Orthoceras (Paleozoic Pals)

4.9 (10 votes)

Paleozoic Pals is a line of plush toys commissioned by the Paleontological Research Institution (PRI) and sold at the Museum of the Earth, located in Ithaca, New York. Since its launch in 2015 the line has done quite well, and now has 13 distinct plush toys to its name (as well as slippers, a body pillow, and other merchandise) with more on the way.

Distribution of these plush toys has improved as well. When first released they could only be found at the Museum of the Earth but now they’re available in other museums as well, in addition to online, and even on Amazon via the museum giftshop. It warms my heart seeing this line succeed, readers of my other Paleozoic Pal reviews will understand my fondness for the company.

Since NY is rich in Paleozoic invertebrate fossils this tends to be the focus of the Paleozoic Pals, although some Paleozoic vertebrates have been produced too. Today we’re looking at their plush Orthoceras regulare, released in 2020.

This plush is marketed as a Nautiloid but its tag, and the Palezoic Pals website, specifically identify it as O. regulare. The toy measures about 20” which makes it considerably larger than life size, since Orthoceras only reached about 6” in length. Other, larger, straight-shelled cephalopods existed in prehistory as well, but they belonged to different taxonomic groups.

O. regulare is the only member of its genus and lived in the Middle Ordovician in what is now Sweden, Russia, Ukraine, Belarus, Estonia, and Lithuania. Make sure you check out my review of the CollectA Orthoceras, if you haven’t already.

This plush is purple! The shell is darker in color than the soft portion of the body, and the inside of the 10 arms are paler still. The color is reminiscent of the Giant Microbes trilobite that I also reviewed, and I really like this color for these plush toys.

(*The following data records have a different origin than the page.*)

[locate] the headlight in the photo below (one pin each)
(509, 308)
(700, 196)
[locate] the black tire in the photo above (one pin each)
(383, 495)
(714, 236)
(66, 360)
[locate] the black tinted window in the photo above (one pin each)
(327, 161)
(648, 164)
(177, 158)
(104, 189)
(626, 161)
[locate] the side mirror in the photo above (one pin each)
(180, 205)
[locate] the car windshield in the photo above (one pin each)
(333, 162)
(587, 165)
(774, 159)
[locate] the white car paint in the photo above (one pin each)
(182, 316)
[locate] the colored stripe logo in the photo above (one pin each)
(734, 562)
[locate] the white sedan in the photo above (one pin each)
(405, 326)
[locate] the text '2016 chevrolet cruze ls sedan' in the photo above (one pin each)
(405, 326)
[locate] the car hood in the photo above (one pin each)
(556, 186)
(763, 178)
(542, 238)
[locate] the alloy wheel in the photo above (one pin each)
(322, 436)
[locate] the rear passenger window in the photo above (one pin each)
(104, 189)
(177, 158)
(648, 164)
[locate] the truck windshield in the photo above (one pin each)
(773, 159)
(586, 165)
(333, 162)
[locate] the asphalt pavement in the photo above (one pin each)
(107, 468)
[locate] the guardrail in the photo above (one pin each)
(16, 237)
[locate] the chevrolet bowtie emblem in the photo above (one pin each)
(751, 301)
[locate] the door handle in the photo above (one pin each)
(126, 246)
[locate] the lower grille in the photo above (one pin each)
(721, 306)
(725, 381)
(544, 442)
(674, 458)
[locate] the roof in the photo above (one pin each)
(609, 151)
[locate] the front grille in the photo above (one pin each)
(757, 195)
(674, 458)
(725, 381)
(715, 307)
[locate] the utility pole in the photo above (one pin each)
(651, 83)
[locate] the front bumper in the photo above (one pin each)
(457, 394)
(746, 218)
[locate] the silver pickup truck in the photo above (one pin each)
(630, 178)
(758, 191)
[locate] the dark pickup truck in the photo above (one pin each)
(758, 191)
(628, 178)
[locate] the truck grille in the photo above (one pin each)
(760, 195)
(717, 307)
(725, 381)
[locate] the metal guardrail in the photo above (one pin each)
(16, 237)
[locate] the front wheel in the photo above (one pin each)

Eight arms are attached in a ring that runs around where the beak should be, if it had one. Two more arms come out from the center. The eyes are large and brown with black, rounded pupils. The shell comes complete with a hood and rings run down its length. No syphon is present. Missing parts like a beak and syphon are disappointing but with plush toys especially, simplification should be expected.

At this point I’ve now reviewed 8 of these plush toys over the last 6 years and so I can safely vouch for their quality. They’ve all remained intact over the years without any seams splitting or eyes or other bits falling off. My kid has an extensive collection of plush toys in general, and there are definitely some out there of questionable quality. It’s no fun when a kid’s favorite plush busts a seam or loses an eye. These Paleozoic Pals are always a safe bet. If what you, or the young person in your life needs, is a giant purple Orthoceras then look no further. This toy is among the most appealing in the Paleozoic Pals lineup, it retails for about $15.